E' un passaggio che coinvolge acqua a temperatura e pressioni costanti attraverso lo strato di polvere di caffè contenuto nel filtro. Il processo di estrazione è molto complesso e coinvolge diversi fenomeni chimici e fisici. Il concetto di estrazione può essere parecchio articolato e si presenta in almeno sette soluzioni alternative:


- alla turca: sfruttando l’infusione per estrarre aromi e sapori dalla polvere di caffè, mediamente tostato e appena macinato o preferibilmente frantumato in un mortaio;


- arabo: anche questo metodo sfrutta l’infusione della polvere in acqua vicino al bollo; i chicchi di caffè, preferibilmente di qualità arabica, sono macinati al momento o frantumati in un mortaio insieme ai semi estratti dalle capsule di cardamomo;


- alla napoletana. Si fonda sul principio della percolazione, ossia del lento passaggio di un liquido (acqua) attraverso un solido filtrante (polvere di caffè);


- French press: infusione a caldo. In un bricco di vetro resistente alla temperatura, si depongono dai 6 agli 8 grammi di polvere di caffè macinato a grana medio-grossa per ciascuna tazza. In un gioco di altalenanti temperature - che oscillano tra i 96°c ed i 220°c – viene fuori la sintesi della procedura in questione;


- Dripper: Trattasi di un sistema che usa il metodo di percolazione e filtraggio a caduta: il drip, tronco di cono scanalato internamente e forato sulla base, viene posizionato sulla tazza in cui andremo poi a raccogliere il caffè;


- Aeropress: Metodo concettualmente simile a quello utilizzato per la French press ma con alcune caratteristiche innovative.

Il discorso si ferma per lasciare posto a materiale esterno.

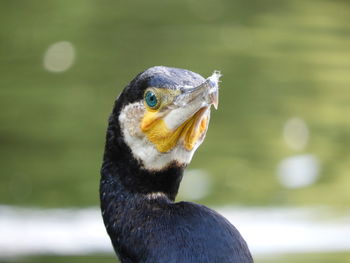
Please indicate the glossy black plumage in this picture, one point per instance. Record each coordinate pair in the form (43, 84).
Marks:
(146, 227)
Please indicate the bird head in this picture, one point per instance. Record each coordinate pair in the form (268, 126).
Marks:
(163, 115)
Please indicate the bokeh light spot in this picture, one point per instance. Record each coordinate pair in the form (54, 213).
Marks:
(298, 171)
(59, 56)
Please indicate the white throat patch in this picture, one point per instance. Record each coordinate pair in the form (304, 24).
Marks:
(145, 151)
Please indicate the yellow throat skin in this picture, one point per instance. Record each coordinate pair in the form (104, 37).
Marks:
(165, 139)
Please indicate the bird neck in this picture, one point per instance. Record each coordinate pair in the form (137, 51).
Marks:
(128, 174)
(127, 178)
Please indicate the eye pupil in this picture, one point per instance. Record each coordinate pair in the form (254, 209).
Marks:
(151, 99)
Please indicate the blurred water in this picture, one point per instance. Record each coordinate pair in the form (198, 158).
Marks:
(25, 231)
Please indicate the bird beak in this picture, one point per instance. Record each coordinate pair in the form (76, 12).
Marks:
(205, 94)
(187, 117)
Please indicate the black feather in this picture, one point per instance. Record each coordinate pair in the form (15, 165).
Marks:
(144, 229)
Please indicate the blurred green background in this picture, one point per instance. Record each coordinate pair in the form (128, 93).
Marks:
(63, 63)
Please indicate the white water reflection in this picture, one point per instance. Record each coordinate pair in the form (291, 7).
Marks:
(26, 231)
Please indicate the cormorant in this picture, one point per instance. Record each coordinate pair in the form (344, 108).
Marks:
(157, 123)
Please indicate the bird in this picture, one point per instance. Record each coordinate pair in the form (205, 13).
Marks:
(157, 123)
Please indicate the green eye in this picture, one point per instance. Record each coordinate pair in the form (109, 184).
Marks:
(151, 99)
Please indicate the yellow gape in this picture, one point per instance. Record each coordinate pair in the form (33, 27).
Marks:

Il vantaggio di questo sistema rispetto alla French sta nella temperatura dell’acqua inferiore e il tempo di riposo di infusione ridotto a pochi secondi;


- Sifone giapponese: Questo sistema è composto da due camere sovrapposte, una sferica per favorire una distribuzione omogenea del calore e quella superiore aperta, entrambe in vetro borosilicato per resistere al contatto diretto con la forte di calore.


Tostatura, torrefazione ed affini vuol dire studio, ricerca e perfezionamento. Brazilcafè vive di questi passaggi e di questa cultura.